NESARA proposes to put the Federal Reserve back into the control of Congress, and rewrite current banking rules that would eliminate compound interest for secured loans, and require principals to be paid back first before the more-appropriately named "monetization fee" is collected by the bank. NESARA proponents claim that banks would find themselves becoming the public service they were meant to be, instead of continuing to separate the rich from the poor by means of current compound interest equations.

NESARA also proposes a revenue-neutral scrapping of the income tax in favor of a 14% national sales tax, with no rebates to compensate as the necessities of life are exempt for everyone: groceries, leases, rents, medical services, and insurances.

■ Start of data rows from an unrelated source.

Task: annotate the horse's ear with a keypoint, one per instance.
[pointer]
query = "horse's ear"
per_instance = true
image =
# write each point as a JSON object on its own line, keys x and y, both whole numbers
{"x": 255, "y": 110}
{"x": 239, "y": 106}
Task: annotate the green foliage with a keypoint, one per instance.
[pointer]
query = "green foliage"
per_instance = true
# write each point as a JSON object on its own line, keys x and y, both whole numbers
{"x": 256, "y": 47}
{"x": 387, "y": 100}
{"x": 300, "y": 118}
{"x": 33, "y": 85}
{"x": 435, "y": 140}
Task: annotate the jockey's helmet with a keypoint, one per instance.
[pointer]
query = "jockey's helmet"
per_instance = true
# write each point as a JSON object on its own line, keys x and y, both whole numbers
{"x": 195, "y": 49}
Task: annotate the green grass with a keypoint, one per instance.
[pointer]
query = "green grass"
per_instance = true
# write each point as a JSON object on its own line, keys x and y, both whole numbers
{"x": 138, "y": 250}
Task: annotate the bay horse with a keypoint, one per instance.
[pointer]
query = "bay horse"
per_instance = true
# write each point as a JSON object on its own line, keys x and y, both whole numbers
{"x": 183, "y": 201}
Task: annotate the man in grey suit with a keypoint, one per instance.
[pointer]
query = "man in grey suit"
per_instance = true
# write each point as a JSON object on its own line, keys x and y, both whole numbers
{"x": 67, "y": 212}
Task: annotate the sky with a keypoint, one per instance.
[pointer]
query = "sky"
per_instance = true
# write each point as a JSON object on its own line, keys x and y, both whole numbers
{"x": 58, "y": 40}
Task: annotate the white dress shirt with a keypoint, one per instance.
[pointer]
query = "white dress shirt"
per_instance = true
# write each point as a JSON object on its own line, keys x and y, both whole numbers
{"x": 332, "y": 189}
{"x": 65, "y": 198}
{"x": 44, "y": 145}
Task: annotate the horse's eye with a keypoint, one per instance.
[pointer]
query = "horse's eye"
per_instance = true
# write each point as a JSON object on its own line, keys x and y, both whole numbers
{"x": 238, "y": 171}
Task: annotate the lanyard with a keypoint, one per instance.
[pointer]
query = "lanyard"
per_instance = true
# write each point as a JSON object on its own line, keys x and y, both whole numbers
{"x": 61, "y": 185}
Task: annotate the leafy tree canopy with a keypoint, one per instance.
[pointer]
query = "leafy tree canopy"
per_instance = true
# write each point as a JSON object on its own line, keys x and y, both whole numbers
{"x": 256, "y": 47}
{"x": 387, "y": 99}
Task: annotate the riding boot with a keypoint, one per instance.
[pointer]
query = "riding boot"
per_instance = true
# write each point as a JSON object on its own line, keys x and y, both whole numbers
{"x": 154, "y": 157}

Advocates claim NESARA would bring prosperity because it improves systems which were originally initiated with no real precedent or way of predicting the outcome - a Great Depression, rampant inflation, and a continuous cycle of boom and recession; and replaces it with something re-designed for a 21st century economy.

Fiscal Policy Reform

In the area of fiscal policy, NESARA proposes a revenue-neutral reorganization of the existing United States tax system by eliminating the income tax and instituting a 14% national retail sales or excise tax administered by a new National Tax Service, while providing for exemptions on certain items such as groceries, leases, medical services, and insurance. Social Security, and Medicare income taxes would remain. Proponents of NESARA claim that the actual public need for these social programs could conceivably drop to the point where they are no longer needed, once the Monetary Reform provisions of the NESARA draft were passed and its benefits fully realized in American society.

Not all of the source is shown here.